Using virtualization technologies as the base of an overall larger framework, we can get IT to that more active role in how the business should operate.  Here is where we can be more business transformational with the usage of virtualization technologies.  What kind of technologies? well virtual desktops for one, advanced automation of workflows that would otherwise be manual.  There are others as well like:

On-demand infrastructure
Disaster Recovery
Business Continuity
“transient” VMs.  Meaning purpose built VMs that are the destroyed when finished.

The final stage would be the convergence of IT and business.  At this stage the business model is so intertwined with IT that there is no separate orientation.  IT has become part and parcel of management’s vocabulary.  I’ve worked with companies in the past like this and the one thing that they have in common is that they are very much in tune with the global economy, and are playing a significant, leading role in terms of new business models and innovation, and are very much converged when it comes to business and technology.  One common theme among these companies is that they take a very holistic viewpoint towards technology.  They have a very dynamic IT environment.  This is where they are truly using the virtualization technologies and concepts as the base of business technology.

So how else does a company reach this convergence level?  It’s a matter of management maturity.  There has to be a vehicle for measuring that maturity. Not technology or business maturity, but a holistic maturity that looks at organizational and governance structure, at the way companies make IT investments, at enterprise architecture, overall strategy and planning.
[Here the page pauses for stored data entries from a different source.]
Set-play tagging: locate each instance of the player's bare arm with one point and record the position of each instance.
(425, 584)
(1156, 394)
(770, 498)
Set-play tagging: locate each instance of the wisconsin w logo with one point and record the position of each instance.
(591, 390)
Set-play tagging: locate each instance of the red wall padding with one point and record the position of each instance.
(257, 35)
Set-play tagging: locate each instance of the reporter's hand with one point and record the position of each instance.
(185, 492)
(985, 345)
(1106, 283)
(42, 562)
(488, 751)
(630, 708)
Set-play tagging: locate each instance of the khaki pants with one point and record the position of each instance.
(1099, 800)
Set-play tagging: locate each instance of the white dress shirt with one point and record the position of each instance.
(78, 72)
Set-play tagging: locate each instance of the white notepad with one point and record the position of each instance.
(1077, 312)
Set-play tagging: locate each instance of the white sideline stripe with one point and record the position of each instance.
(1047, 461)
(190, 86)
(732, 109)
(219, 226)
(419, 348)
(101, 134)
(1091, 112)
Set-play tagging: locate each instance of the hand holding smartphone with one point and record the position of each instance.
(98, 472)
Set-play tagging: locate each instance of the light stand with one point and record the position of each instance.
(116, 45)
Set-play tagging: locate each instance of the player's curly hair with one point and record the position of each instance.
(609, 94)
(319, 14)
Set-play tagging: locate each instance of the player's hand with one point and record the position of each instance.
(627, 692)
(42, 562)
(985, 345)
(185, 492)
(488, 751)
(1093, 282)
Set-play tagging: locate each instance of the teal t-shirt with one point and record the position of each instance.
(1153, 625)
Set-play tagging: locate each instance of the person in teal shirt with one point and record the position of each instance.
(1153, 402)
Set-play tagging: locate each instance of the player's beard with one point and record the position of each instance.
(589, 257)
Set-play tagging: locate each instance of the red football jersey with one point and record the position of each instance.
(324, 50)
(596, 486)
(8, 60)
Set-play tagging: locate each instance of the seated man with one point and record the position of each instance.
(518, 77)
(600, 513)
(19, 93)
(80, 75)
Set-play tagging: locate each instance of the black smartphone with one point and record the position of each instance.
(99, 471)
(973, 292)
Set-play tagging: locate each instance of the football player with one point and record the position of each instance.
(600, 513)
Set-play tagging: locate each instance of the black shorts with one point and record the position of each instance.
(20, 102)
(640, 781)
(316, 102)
One thing that I have seen in the companies that have matured in the way I described above is that the traditional CIO (or insert the name of your head of IT here) role has changed.  That role is not about technology, but a business role that is focused on improving processes by using technology.  Your company’s head of IT can’t be a supporting role.  It has to be very holistic because at the end of the day the CIO is responsible for the information and processes. So how can they be just a supporting role?

I’m known for saying this many times in the past – that any company for whom technology is a strategic enabler will become obsolete if they don’t reach this convergence stage.  So don’t think that just being at the alignment stage is satisfactory.  I’m not saying that companies have to be on the bleeding edge of technology to be “converged”.  I’ve seen companies that are very early adopters of new technology and they are floundering.  Why?  They are misusing the technologies.  Two questions to everyone: What are you doing to get to that convergence level? and do you have a plan for developing a dynamic IT environment?